UNE CONTRADICTION ENTRE L'INQUIETUDE DU GOUVERNEMENT ET LA PROTECTION DE LA FLILIERE
Prévenir sans épouvanter.
L’ESB, naguère, a entraîné des ravages identiques dans la filière de la viande bovine. Donc, ce qui se passe avec la grippe aviaire n’étonne personne. C’est le métier de gouverner qui souffre énormément des aléas épidémiques. D’abord un maximum de vigilance n’empêche pas un désastre : à la Réunion, le chikungunya a fait cent mille malades et peut-être des morts avant que le gouvernement n’ait pu réagir. Preuve que l’on peut faire une obsession du principe de précaution sans être automatiquement efficace.
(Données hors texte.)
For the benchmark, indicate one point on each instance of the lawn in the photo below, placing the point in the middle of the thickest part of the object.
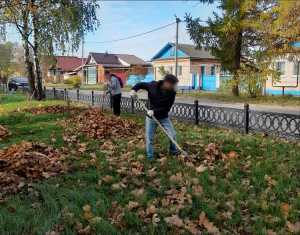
(86, 87)
(249, 186)
(287, 100)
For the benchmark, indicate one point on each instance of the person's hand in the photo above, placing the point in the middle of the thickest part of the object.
(132, 93)
(150, 113)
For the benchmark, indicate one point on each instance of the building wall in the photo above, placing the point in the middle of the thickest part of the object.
(131, 80)
(184, 79)
(167, 53)
(287, 80)
(188, 67)
(195, 64)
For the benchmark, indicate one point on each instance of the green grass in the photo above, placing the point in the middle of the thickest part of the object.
(86, 87)
(42, 208)
(19, 101)
(287, 100)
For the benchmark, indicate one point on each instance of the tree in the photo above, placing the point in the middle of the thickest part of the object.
(235, 39)
(47, 26)
(138, 73)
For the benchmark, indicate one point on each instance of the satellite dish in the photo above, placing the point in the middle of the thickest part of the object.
(290, 58)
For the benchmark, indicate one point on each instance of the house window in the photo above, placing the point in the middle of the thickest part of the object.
(150, 70)
(51, 73)
(213, 70)
(179, 71)
(295, 68)
(280, 66)
(172, 51)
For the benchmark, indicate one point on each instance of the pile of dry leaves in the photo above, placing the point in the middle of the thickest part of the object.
(4, 132)
(29, 160)
(98, 125)
(52, 109)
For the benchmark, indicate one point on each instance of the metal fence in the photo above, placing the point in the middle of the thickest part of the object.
(241, 120)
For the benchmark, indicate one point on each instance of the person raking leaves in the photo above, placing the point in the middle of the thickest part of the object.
(161, 96)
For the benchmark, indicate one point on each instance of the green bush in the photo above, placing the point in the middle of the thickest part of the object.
(67, 81)
(76, 82)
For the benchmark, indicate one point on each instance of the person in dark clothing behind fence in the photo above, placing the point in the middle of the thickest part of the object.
(114, 88)
(161, 96)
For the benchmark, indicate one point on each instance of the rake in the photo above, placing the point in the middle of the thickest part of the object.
(157, 122)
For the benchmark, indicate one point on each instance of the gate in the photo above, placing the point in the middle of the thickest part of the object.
(209, 82)
(195, 82)
(91, 75)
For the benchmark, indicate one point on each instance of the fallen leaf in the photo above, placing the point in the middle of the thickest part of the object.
(155, 220)
(164, 203)
(86, 208)
(84, 231)
(11, 209)
(132, 205)
(96, 219)
(285, 209)
(174, 220)
(87, 215)
(201, 168)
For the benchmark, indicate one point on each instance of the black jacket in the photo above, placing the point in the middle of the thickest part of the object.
(158, 101)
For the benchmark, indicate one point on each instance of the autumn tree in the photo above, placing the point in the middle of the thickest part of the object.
(235, 39)
(162, 71)
(46, 26)
(137, 73)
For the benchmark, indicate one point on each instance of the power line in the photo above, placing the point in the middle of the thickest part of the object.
(136, 45)
(182, 33)
(135, 35)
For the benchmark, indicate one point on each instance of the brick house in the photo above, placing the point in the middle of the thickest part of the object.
(192, 65)
(97, 63)
(63, 68)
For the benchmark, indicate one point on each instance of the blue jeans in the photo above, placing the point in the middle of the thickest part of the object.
(151, 126)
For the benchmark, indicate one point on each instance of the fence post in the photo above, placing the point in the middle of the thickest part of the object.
(196, 112)
(92, 98)
(246, 119)
(132, 105)
(111, 101)
(65, 94)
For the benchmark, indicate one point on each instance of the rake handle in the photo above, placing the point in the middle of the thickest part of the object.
(174, 142)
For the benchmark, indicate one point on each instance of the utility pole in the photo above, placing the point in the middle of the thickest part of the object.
(82, 68)
(176, 46)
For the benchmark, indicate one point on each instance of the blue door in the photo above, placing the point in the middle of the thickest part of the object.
(195, 82)
(209, 82)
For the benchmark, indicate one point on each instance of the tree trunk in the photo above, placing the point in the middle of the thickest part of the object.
(28, 63)
(237, 62)
(37, 70)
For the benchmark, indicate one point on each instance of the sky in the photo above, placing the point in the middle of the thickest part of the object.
(120, 19)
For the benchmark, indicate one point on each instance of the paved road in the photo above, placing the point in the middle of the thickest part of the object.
(255, 107)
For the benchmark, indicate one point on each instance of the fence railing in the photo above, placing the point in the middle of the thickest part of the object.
(241, 120)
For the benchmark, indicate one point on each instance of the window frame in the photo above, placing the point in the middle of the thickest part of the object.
(211, 70)
(294, 70)
(172, 51)
(280, 61)
(170, 66)
(180, 76)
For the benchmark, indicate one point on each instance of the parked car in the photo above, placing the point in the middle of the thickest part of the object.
(15, 82)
Ensuite, comment concilier les éléments inconciliables d’une crise ? Comment prévenir le peuple sans l’épouvanter ? Comment combattre les risques sans tuer le commerce ? Et, enfin, comment le gouvernement peut-il montrer qu’il vénère la santé publique, même s’il est forcément incapable d’arrêter le virus à la frontière ?
Loin de nous entraîner dans une réflexion approfondie sur la difficulté de gouverner, la grippe aviaire est en train de prouver quelques notions sûres :
– il y a une limite à ce que la société la plus sophistiquée peut faire pour se protéger ; le principe de précaution ne doit pas devenir une cause de paralysie sociale ;
– nos dirigeants sont poliment priés d’oublier la canicule de 2003. L’histoire, y compris celle de la santé publique, ne se répète pas forcément ; et même si nous devions subir une épidémie de grippe aviaire (dont le danger est fort lointain), nous sommes mieux préparés que pour la canicule (stocks de Tamiflu, mesures d’hygiène qui deviendront vite obligatoires et mesures de prévention, notamment pour éviter les contacts). Le gouvernement, en tout cas, ne doit pas forcer le trait aujourd’hui pour compenser sa distraction en août 2003 ;
– il faut dire aux gens : mangez du poulet. Vous cesserez d’en manger quand nous penserons qu’il y a un danger. Nous vous informerons.
La transparence ne consiste pas à multiplier les messages, mais à dire la vérité en toutes circonstances. Il est peut-être temps pour le gouvernement d’abandonner la scène médiatique et de se consacrer exclusivement à la prévention.